# Thread: pointwise and uniform convergence problem

1. ## pointwise and uniform convergence problem

Determine the convergence, both pointwise and uniform, on [0,1] for each of the following sequences:

1) $\displaystyle S_n(x)= n^2x^2(1-cos1/[nx]), x not= 0; S_n(0)=0$.

2) $\displaystyle S_n(x)= nx/(x+n)$.

3) $\displaystyle S_n(x)= (1-cosnx)/nx, x not= 0; S_n(0)= 0$.

4) $\displaystyle S_n(x)= nsin(x/n)$.

I'm really struglling with these uniformly convergence problems, any help would be appreciated

2. For example, did you have any problems finding $\displaystyle S(x)=\lim_{n\to +\infty}S_n(x)$ ?

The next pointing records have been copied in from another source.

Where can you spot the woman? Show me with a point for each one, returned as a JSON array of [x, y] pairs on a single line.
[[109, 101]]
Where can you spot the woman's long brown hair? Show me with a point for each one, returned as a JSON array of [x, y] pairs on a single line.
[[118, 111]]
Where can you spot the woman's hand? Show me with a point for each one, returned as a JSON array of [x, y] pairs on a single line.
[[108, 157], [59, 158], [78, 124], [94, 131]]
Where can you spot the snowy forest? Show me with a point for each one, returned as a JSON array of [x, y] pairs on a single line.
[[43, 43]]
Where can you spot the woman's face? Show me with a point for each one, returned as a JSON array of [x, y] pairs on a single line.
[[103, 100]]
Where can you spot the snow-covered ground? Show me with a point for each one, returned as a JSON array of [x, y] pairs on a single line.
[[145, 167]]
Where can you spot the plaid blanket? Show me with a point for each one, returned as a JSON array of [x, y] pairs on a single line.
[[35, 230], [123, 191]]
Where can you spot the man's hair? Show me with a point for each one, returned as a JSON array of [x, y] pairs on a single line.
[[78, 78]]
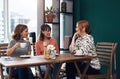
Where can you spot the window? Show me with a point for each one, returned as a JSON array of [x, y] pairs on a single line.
[[15, 12]]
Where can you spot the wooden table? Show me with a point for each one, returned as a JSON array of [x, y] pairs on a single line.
[[63, 58], [39, 60], [12, 62]]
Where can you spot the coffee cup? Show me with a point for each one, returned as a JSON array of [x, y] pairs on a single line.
[[22, 45]]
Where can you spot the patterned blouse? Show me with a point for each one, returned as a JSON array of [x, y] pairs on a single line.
[[85, 46]]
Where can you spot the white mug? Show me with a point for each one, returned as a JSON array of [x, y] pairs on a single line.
[[22, 45]]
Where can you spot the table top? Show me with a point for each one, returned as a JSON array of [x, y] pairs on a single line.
[[39, 60]]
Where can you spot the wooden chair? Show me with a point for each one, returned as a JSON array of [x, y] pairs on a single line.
[[3, 49], [106, 52]]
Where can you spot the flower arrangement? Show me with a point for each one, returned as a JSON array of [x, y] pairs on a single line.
[[50, 13], [52, 51]]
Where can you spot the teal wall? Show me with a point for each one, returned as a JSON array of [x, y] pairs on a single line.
[[104, 19]]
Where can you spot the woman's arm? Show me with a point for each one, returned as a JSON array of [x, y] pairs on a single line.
[[37, 48], [72, 45], [10, 50]]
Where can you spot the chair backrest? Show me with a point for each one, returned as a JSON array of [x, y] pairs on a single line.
[[106, 52], [3, 49]]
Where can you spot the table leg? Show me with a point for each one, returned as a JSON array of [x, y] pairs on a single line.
[[1, 72], [10, 73], [58, 72], [86, 68], [40, 72], [77, 68]]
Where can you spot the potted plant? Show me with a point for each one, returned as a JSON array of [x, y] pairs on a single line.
[[50, 14]]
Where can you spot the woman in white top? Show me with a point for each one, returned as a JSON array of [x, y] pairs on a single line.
[[82, 44]]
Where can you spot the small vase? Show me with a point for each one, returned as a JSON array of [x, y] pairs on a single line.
[[49, 17], [52, 54], [46, 53]]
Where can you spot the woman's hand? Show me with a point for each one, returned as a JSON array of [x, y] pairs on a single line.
[[17, 45], [75, 35]]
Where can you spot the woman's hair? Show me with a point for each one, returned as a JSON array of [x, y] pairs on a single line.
[[18, 30], [44, 27], [84, 24]]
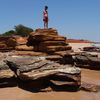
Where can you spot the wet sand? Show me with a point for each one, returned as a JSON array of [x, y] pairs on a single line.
[[88, 76]]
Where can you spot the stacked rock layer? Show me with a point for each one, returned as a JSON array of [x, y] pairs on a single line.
[[48, 40]]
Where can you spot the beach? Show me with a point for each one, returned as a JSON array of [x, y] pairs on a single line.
[[88, 76]]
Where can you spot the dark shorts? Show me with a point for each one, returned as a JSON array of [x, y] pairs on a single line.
[[45, 19]]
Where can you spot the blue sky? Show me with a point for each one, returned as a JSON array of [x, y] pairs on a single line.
[[79, 19]]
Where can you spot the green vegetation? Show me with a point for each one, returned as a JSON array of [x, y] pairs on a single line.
[[19, 30]]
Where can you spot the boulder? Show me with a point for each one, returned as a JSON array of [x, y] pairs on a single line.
[[24, 48], [7, 77], [87, 61], [36, 70]]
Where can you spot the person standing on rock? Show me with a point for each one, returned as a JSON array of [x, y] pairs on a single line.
[[45, 17]]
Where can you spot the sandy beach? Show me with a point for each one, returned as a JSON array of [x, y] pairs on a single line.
[[88, 76]]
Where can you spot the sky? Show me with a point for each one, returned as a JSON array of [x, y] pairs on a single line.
[[78, 19]]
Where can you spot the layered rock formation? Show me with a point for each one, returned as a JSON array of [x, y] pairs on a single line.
[[38, 70], [7, 77], [7, 43], [48, 40]]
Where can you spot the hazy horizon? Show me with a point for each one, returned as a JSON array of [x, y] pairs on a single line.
[[78, 19]]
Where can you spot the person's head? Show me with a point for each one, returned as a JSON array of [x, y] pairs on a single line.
[[46, 7]]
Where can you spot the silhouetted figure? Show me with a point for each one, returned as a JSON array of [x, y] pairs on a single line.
[[45, 17]]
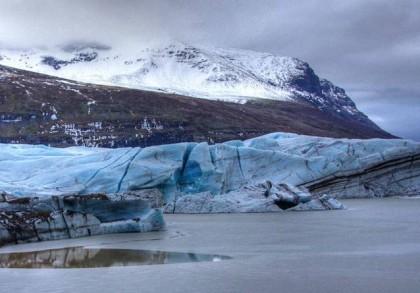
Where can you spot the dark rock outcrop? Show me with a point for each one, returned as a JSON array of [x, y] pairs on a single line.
[[57, 217]]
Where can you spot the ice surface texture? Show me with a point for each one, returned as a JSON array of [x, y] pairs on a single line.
[[339, 167]]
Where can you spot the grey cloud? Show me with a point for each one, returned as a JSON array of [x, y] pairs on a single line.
[[370, 47]]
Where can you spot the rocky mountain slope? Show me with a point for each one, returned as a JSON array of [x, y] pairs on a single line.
[[216, 74], [36, 108]]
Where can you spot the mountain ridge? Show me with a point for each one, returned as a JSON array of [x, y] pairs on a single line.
[[41, 109], [212, 73]]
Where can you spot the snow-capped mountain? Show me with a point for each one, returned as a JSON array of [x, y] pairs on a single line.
[[211, 73]]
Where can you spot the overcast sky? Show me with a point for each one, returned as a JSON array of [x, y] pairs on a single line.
[[369, 47]]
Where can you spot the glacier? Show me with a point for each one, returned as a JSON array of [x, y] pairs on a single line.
[[54, 193], [338, 167]]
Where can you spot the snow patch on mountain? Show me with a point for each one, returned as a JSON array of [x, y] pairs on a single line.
[[197, 71]]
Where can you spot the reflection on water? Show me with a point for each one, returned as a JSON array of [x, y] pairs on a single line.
[[80, 257]]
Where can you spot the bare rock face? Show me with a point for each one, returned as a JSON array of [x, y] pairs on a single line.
[[58, 217], [395, 177]]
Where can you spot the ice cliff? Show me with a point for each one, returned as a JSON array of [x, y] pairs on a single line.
[[339, 167]]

3. Originally Posted by FernandoRevilla
For example, did you have any problems finding $\displaystyle S(x)=\lim_{n\to +\infty}S_n(x)$ ?
$\displaystyle S(x)=\lim_{n\to +\infty}S_n(x)$ actually, i'm not sure what is the difference between $\displaystyle S(x) and S_n(x)$

4. Originally Posted by wopashui
$\displaystyle S(x)=\lim_{n\to +\infty}S_n(x)$ actually, i'm not sure what is the difference between $\displaystyle S(x) and S_n(x)$

For example 2):

$\displaystyle S(x)=\displaystyle\lim_{n\to +\infty}\dfrac{x}{(x/n)+1}=\dfrac{x}{0+1}=x$

So, $\displaystyle S_n:[0,1]\to \mathbb{R}$ converges pointwise to $\displaystyle S:[0,1]\to \mathbb{R},\; S(x)=x$. Try to find $\displaystyle S(x)$ for the rest.